Pinas Alcera, un artiste qui promet

PUBLIÉ 2018-04-13
Le jeudi 12 avril 2018, l’auditorium de la Fokal a été le théâtre du tout premier show de Pinas Alcera en tant que chanteur. Le jeune artiste a réussi le pari de faire danser et chanter un public survolté avec une dizaine de textes pourtant inédits. On sort de ce spectacle avec cette déduction : la variété haïtienne s’asphyxiait depuis quelque temps, ce newbie pourra lui donner un nouveau souffle.


Bélo, BIC et Jean Jean Roosvelt doivent bien se tenir. Après ce qui vient de se passer ce jeudi 12 avril dans l’amphithéâtre de la Fokal, ces 3 rois mages n’ont pas intérêt à se reposer sur leurs lauriers d’artistes confirmés de plus de10 ans de carrière. Leur secteur, qu’on qualifierait de croisement entre la variété haïtienne et le « World beat », en panne de tubes depuis des années, semble trouver ce soir-là une énergie nouvelle en la personne de Pinas Alcera. Le jeune artiste, dans le cadre de son show qui fait office de rendez-vous de pré-écoute de son album en chantier, a fait une belle impression sur l’assistance qui a visiblement beaucoup apprécié sa performance.

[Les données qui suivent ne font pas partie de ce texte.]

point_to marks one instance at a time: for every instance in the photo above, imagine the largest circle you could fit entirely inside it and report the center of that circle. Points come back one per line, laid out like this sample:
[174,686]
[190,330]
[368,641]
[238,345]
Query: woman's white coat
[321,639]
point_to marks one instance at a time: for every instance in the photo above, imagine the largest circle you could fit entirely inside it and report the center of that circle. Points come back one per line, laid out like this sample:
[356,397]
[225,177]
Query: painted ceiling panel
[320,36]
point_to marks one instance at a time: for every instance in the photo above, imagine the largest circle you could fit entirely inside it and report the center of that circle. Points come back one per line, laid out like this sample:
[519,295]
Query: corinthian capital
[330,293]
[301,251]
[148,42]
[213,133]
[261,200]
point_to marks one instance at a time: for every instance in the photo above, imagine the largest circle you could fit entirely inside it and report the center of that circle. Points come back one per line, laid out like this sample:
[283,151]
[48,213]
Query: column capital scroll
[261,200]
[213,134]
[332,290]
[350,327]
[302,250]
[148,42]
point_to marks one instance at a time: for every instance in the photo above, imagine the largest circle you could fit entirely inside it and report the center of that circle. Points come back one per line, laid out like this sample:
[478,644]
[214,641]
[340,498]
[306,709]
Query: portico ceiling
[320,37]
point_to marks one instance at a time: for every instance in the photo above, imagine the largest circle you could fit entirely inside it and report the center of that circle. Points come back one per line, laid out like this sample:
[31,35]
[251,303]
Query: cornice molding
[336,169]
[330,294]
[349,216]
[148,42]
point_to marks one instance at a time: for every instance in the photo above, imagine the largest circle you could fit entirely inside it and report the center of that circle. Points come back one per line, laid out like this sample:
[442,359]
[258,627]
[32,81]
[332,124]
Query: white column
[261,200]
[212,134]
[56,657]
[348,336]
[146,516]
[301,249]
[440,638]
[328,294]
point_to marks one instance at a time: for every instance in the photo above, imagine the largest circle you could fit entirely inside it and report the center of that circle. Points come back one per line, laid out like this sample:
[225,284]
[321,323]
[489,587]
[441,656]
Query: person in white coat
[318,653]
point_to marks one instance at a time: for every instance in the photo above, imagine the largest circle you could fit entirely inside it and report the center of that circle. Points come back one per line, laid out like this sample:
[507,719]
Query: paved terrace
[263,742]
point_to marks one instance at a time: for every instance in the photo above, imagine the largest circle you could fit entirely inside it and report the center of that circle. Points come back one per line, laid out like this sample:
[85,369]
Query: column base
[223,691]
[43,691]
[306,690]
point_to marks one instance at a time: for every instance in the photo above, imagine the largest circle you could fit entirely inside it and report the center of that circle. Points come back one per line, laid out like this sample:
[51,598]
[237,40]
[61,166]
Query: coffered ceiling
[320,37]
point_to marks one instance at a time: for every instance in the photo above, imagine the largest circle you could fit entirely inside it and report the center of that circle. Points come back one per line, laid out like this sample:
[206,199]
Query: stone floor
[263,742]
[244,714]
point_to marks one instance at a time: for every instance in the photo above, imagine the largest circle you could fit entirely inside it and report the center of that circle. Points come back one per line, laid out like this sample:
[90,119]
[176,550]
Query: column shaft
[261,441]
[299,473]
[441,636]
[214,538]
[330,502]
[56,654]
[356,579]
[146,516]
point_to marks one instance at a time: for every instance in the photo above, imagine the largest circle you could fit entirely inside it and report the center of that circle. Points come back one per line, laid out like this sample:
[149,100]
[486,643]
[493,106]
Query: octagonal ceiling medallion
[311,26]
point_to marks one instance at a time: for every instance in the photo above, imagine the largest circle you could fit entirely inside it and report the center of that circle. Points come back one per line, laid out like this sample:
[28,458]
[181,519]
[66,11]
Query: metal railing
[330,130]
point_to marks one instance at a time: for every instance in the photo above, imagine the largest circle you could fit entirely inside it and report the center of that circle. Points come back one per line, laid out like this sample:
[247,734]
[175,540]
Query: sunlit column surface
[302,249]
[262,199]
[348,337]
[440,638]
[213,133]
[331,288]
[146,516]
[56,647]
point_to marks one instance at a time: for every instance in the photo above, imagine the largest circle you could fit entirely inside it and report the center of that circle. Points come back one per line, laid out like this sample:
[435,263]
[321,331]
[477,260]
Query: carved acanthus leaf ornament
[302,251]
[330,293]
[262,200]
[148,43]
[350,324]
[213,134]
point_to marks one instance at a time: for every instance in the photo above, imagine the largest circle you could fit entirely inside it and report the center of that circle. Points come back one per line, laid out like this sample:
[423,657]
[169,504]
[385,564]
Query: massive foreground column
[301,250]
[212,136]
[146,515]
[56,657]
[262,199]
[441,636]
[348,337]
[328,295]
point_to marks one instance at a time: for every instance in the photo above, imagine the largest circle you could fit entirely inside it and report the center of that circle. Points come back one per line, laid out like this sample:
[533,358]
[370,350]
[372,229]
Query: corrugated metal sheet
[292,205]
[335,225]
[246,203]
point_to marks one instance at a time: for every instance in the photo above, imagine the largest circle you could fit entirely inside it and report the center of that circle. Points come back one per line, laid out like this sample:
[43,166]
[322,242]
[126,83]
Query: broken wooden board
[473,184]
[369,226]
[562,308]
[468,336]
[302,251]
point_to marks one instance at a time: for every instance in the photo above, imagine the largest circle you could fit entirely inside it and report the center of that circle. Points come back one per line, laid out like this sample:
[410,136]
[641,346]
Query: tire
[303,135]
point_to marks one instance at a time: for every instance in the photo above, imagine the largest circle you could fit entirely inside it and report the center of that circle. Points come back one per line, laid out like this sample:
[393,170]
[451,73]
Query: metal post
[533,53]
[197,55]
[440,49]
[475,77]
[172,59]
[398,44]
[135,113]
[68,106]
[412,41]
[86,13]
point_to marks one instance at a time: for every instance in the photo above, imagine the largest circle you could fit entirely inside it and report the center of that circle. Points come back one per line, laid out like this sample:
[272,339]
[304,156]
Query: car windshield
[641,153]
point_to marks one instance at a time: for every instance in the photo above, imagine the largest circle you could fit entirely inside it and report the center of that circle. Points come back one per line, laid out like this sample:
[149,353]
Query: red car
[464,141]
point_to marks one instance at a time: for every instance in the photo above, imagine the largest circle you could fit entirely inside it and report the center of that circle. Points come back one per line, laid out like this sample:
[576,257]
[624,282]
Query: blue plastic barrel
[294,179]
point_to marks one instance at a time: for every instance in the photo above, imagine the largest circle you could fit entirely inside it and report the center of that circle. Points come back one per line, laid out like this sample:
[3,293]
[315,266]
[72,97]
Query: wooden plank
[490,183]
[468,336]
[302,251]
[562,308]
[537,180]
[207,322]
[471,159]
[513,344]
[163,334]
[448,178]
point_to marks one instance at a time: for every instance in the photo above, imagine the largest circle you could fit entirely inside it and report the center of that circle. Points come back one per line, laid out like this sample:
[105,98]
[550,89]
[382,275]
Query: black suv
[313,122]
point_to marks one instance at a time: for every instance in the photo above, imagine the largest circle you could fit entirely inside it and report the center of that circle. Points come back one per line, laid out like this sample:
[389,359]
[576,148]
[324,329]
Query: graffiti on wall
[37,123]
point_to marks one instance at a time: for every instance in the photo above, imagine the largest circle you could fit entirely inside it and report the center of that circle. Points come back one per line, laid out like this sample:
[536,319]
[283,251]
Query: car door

Accompagné par un sextet et un trio de choristes, en plus d’une heure, l’artiste a réussi à faire danser et chanter une foule. Improbable pour quelqu’un qui n’a égrené que des chansons inédites. Côté gestuel, il virevolte sans cesse comme Alpha Blondy ou le roi du gospel Kirk Franklin.

La dizaine de morceaux comporte des titres tous potentiellement tubesques : Enfant de la plume, Nou sanble, On nous demande de danser, Ti pitit, Kimoun yo ye, Petit soldat, Femmes sur la terre des hommes, Tanbou banbou, Devient juste humain.

En ce qui concerne la ligne mélodique, dans l’ensemble c’est parfois jazzy, parfois afrobeat. Tanbou banbou, l’un des meilleurs morceaux, fait se fusionner un tamtam évolutif et des emprunts au « Negro-spiritual ». James Germain, invité sur ce morceau, présent dans la salle, n’avait pas voulu d’emblée monter sur scène. Au fort de l’ambiance qu'a créée Pinas et son équipe, il s'est ravisé. Il a rejoint le jeune artiste pour ce numéro qui est le tout dernier dans la liste.

La forme et le fond des textes ne sont point en deça de la moyenne non plus. On dénote dans certains une portée poétique du phrasé, dans d’autres une rhétorique qui laissent présager une stylisation qui lui sera propre et qu’on espère qu’il continuera à tisser au fil de sa carrière. Pour comprendre la justesse de ses mots et leur élégance il suffit de jeter un coup d’œil dans son passé riche en réalisations : « Je me présente comme comédien, metteur en scène et slameur. Mais la musique a toujours servi de toile de fond à toutes ces activités entreprises au fil de ces années », explique-t-il.

Quand il ne chante pas, il parle de son parcours ou il salue sa mère son héroïne qui l’a élévé sans l'aide d'un père. Il fait un « shout out » à Lili’s collection qui lui a confectionné la tenue qu’il a portée en ce premier show. On apprend grâce à ses brefs énoncés qu’il est passé par un collectif baptisé « Hors-jeu » et qu'il a aussi fait l’expérience de Haïti en scène. Il a dirigé le travail des acteurs du feuilleton radiophonique « Zoukoutap ».

En marge du show, il nous confie qu’il ne plafonne pas ses ambitions. « Je ne sais pas où je veux aboutir en tant qu’artiste. Je me contente de produire, d’occuper le moment présent », argue-t-il avec la verve d’un philosophe. Des artistes qui l’influencent ? Beaucoup, au point qu’il ne saurait tous les énumérer dans un entretien souvent coupé par des fans qui se jettent sur lui pour tenter de se faire photographier avec lui.

Quoiqu’il ait signifié explicitement la fin du showcase, très peu de personnes ont regagné la sortie. Le gros du public est resté pour le contempler et lui souhaiter la bienvenue dans sa quête d’officialisation d’une carrière qui, on le suppose, sera grande vue l’étendue de son talent. Son premier album, il le promet pour bientôt. En attendant, on peut se contenter du clip de « Tanbou banbou » disponible sur YouTube.